Nathan E. Busch, Joseph F. Pilat. The Politics of Weapons Inspections: Assessing WMD Monitoring and Verification Regimes. Stanford: Stanford University Press, 2017. 400 pp. $29.95 (paper), ISBN 978-1-5036-0160-4.
Reviewed by Mario Serna (Air University, Air War College)
Published on H-War (May, 2019)
Commissioned by Margaret Sankey (Air University)
In their new book, The Politics of Weapons Inspections: Assessing WMD Monitoring and Verification Regimes, Nathan Busch and Joseph Pilat aim to highlight ambiguities of monitoring and verification (M&V) to show that M&V cannot with certainty prove the absence or total elimination of a WMD (weapons of mass destruction) program.[1] They also emphasize that M&V programs can be strengthened with additional inclusion of third-party information, wide-area environmental sampling (WAES), and expanded use of the random challenge inspections authorized under existing treaties.

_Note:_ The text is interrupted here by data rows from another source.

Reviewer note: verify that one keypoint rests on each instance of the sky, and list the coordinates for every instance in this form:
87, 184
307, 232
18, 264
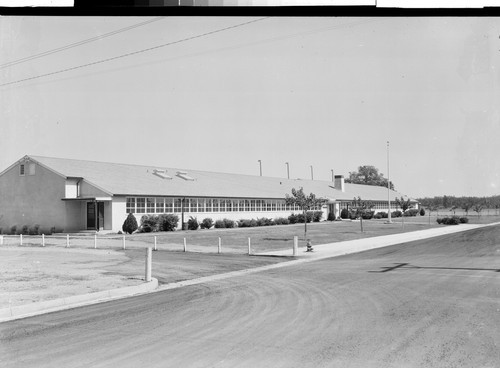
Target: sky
220, 93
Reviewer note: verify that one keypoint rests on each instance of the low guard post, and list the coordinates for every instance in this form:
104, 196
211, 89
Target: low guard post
149, 257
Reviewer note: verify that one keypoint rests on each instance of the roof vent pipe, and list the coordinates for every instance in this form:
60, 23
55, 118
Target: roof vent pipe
339, 183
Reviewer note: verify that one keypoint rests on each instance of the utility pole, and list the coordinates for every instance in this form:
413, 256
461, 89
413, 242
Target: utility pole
388, 186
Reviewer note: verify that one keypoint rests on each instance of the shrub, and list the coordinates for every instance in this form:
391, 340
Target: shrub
293, 219
317, 215
193, 223
396, 213
453, 220
130, 224
411, 212
34, 230
219, 224
207, 223
368, 215
167, 222
229, 224
149, 223
281, 221
247, 223
264, 221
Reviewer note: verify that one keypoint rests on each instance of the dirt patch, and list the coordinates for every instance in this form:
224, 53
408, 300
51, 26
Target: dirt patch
37, 274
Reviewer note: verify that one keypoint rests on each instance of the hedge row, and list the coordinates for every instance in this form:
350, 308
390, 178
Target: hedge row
30, 230
169, 222
453, 220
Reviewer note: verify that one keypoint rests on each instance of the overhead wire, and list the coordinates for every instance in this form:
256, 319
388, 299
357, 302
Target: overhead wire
75, 44
134, 52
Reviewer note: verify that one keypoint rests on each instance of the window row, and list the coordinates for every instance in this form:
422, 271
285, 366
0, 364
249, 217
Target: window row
172, 205
377, 205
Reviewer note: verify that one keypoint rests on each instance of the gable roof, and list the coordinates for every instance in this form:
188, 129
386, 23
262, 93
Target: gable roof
137, 180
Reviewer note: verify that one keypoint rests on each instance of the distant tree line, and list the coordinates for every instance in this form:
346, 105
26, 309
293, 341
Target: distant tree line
368, 175
464, 203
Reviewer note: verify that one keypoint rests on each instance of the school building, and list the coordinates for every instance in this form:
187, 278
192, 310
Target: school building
75, 195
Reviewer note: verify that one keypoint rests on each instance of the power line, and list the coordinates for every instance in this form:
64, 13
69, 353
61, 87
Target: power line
133, 53
75, 44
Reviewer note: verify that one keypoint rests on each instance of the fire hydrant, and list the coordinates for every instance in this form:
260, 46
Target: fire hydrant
309, 246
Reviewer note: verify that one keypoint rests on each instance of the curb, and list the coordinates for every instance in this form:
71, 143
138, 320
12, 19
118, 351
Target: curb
34, 309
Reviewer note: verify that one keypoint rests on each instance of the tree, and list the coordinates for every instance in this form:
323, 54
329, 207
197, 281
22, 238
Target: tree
361, 207
305, 203
368, 175
466, 207
130, 224
478, 208
404, 204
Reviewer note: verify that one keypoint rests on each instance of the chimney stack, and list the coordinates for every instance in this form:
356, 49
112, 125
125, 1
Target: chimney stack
339, 183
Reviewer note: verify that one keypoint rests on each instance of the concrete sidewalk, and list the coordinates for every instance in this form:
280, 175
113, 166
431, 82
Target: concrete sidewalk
329, 250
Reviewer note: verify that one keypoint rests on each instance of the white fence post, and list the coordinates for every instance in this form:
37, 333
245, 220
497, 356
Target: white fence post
149, 256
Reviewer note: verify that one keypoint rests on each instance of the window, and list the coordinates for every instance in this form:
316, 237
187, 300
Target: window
160, 205
150, 205
141, 205
168, 205
130, 205
193, 204
177, 205
201, 204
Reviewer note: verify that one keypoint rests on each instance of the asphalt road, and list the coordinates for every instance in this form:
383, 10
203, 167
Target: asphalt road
431, 303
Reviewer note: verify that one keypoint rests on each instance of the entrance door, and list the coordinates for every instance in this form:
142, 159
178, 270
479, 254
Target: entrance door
95, 219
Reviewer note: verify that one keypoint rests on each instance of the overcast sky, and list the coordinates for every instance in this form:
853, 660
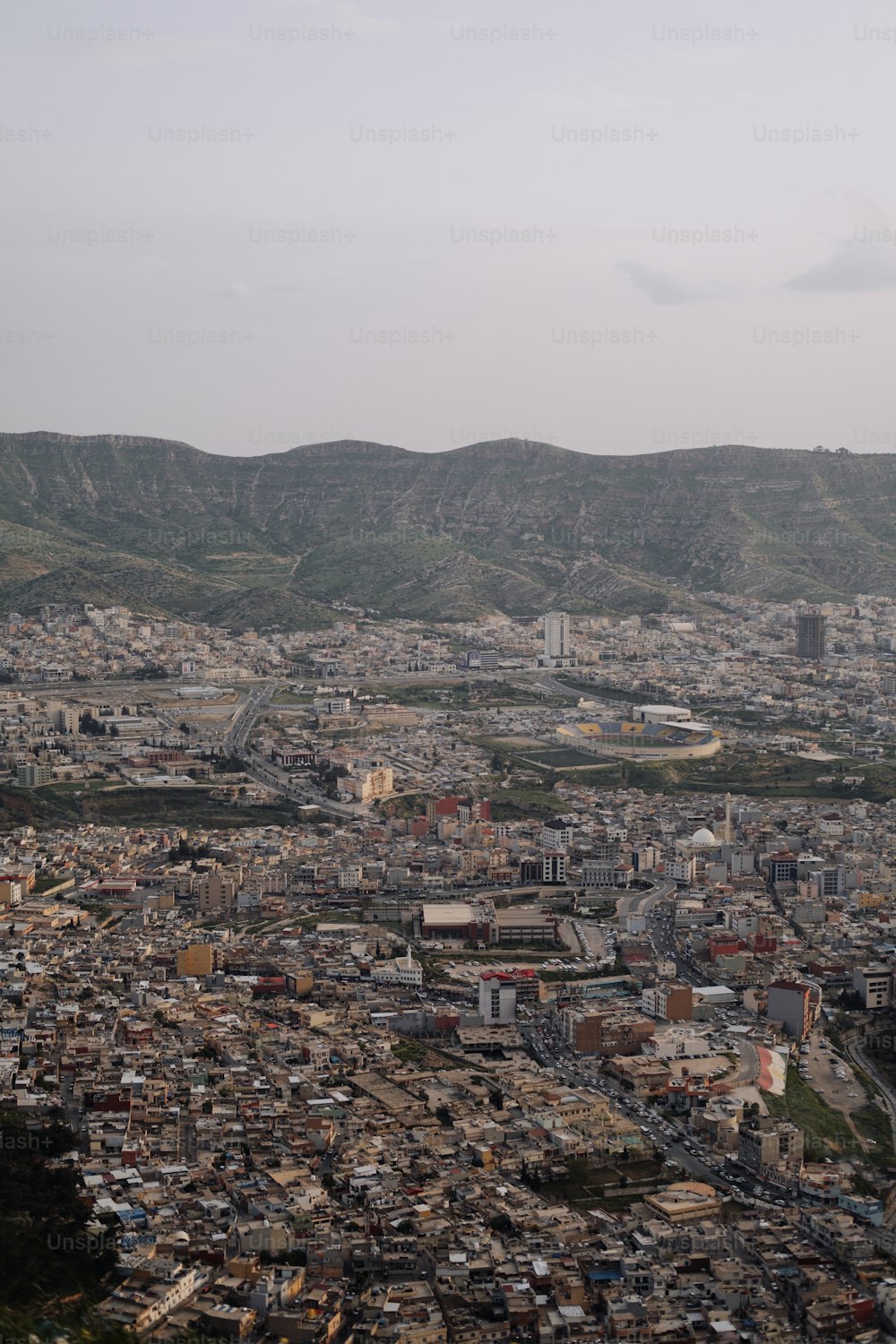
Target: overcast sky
613, 225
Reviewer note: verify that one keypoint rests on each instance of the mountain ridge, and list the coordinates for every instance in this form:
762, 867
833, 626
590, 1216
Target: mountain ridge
501, 524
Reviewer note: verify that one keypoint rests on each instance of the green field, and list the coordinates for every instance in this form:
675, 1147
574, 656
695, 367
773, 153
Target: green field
828, 1132
58, 806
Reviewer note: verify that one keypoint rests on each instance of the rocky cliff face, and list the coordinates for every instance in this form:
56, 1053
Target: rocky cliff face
512, 526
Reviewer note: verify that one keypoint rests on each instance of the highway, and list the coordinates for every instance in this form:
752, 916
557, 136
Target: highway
268, 773
668, 1136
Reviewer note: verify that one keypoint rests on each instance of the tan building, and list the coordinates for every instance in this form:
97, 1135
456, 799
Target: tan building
771, 1147
217, 892
669, 1002
196, 960
685, 1202
608, 1031
368, 785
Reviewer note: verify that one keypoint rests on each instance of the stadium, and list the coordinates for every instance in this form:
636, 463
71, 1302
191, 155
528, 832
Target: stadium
662, 741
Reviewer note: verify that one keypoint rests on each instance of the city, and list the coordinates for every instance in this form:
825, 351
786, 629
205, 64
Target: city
429, 1018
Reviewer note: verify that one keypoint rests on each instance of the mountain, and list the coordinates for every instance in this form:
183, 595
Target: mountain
511, 526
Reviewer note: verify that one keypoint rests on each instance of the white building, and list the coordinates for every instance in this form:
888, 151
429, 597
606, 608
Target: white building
401, 970
557, 650
554, 868
683, 870
497, 999
556, 835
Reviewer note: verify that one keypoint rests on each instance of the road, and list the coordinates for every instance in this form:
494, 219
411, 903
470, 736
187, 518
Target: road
263, 771
667, 1136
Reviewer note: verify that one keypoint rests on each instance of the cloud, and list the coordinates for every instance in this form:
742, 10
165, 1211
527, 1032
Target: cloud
856, 266
662, 288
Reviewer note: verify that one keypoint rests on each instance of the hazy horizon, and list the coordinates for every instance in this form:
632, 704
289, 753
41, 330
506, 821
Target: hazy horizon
616, 230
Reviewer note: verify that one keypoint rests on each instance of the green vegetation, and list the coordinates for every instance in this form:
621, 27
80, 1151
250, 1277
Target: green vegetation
517, 804
828, 1131
774, 776
409, 1051
50, 1252
584, 1182
215, 539
874, 1123
54, 806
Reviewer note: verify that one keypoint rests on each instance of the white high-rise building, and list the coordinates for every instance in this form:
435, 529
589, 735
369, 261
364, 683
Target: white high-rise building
497, 999
556, 640
556, 634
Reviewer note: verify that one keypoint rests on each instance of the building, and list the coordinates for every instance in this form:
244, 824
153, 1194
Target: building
527, 926
497, 999
685, 1202
217, 892
196, 960
598, 873
810, 636
557, 650
368, 785
771, 1148
401, 970
681, 870
554, 868
659, 714
556, 835
669, 1002
606, 1031
874, 984
794, 1004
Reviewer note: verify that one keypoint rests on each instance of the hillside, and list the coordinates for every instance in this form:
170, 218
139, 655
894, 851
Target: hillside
512, 526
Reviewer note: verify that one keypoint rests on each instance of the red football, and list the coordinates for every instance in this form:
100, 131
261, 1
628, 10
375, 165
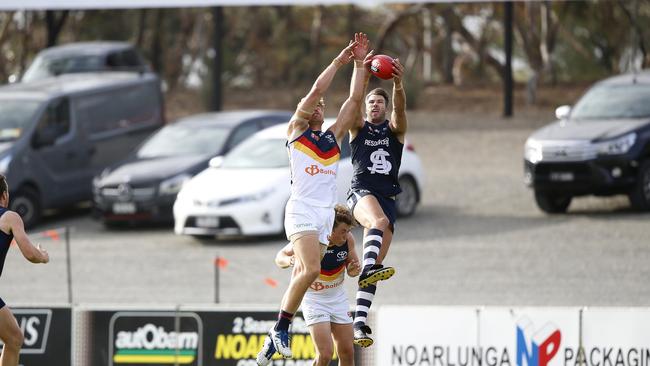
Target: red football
382, 67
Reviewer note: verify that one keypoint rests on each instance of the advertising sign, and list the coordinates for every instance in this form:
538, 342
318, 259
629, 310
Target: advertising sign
201, 338
40, 345
235, 338
529, 336
463, 336
613, 337
425, 335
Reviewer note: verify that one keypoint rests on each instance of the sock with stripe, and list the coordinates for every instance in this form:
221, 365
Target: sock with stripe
284, 320
364, 301
371, 245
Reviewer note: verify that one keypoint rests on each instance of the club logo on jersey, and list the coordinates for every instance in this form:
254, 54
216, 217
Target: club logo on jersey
314, 169
329, 138
384, 142
379, 163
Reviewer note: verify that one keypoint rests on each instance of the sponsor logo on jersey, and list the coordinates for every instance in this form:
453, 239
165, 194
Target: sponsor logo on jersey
314, 170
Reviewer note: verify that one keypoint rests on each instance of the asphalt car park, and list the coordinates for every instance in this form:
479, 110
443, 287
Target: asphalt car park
246, 192
143, 187
477, 238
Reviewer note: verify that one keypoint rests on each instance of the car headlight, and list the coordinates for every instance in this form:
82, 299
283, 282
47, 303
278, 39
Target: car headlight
617, 146
248, 198
173, 185
4, 164
533, 151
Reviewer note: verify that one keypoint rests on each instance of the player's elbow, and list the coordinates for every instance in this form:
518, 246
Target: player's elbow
311, 272
33, 257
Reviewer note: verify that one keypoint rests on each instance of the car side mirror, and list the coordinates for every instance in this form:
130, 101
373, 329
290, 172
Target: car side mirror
562, 112
216, 162
44, 137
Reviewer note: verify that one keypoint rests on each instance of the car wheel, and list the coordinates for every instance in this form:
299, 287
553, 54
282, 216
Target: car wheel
26, 202
552, 203
640, 195
408, 200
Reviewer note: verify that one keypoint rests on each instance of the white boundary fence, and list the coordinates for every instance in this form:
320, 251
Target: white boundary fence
220, 335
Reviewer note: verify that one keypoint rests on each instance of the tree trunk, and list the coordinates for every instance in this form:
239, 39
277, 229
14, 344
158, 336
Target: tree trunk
447, 49
4, 31
141, 27
156, 43
315, 39
457, 26
54, 25
427, 48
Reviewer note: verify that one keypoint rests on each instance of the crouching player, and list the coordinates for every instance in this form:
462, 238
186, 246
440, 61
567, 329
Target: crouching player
325, 305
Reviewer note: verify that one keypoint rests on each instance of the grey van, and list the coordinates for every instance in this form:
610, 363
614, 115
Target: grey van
57, 133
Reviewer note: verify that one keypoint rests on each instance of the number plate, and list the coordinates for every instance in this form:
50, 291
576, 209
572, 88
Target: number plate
207, 221
124, 208
562, 176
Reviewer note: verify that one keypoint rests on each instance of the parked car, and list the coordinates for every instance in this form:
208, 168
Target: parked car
143, 187
56, 134
85, 57
245, 192
599, 147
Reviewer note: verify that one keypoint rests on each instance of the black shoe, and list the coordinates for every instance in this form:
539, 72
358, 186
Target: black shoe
374, 274
361, 338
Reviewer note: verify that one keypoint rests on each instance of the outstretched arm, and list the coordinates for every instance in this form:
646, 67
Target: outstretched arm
349, 117
398, 117
34, 254
300, 120
284, 258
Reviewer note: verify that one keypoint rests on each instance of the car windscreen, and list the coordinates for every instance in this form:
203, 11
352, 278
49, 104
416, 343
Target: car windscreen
176, 140
43, 67
258, 153
610, 101
15, 116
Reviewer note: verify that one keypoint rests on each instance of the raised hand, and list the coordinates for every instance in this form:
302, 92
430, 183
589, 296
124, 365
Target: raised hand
368, 59
398, 70
361, 49
346, 54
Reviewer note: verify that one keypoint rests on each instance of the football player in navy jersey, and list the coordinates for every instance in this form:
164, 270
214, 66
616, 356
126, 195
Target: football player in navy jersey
376, 146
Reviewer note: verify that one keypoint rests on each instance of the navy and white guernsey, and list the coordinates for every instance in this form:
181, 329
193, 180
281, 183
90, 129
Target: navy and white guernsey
5, 242
376, 158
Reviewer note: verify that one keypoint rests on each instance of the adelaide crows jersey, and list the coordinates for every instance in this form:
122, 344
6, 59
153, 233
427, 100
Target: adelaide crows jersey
332, 270
376, 158
314, 157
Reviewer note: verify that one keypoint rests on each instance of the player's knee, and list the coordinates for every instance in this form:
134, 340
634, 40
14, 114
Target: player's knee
346, 353
324, 356
381, 223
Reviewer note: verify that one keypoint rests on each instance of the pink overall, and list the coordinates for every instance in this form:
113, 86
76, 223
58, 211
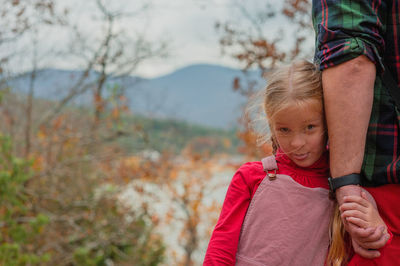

The authors begin the book with a review of the features and criticisms of the 2015 Iran nuclear agreement called the Joint Comprehensive Plan of Action (JCPOA). The book then reiterates the role of M&V agreements in limiting the spread of nuclear weapons, chemical weapons, and biological weapons. After a brief review of what one means by M&V regimes (chapter 1), they highlight three historical case studies: South Africa, Iraq, and Libya (chapters 2-4). They then study the question of how M&V may be applied to the global disarmament targeted in the Nuclear Nonproliferation Treaty (NPT) (chapter 5). Finally, they use these historical lessons to address the difficult cases of North Korea, Iran, and Syria (chapter 6). Throughout the book they highlight that nuclear programs are easier to monitor and to verify than biological or chemical weapons programs. They conclude with a call for improved research and development for M&V and review the need for greater use of third-party information, more widespread adoption of the additional protocol (AP) regarding International Atomic Energy Agency (IAEA) inspections, increased challenge inspections, and improvements to biological weapons M&V. Finally, they remind readers about the ambiguities associated with M&V and the need to consider latent capabilities and enforcement.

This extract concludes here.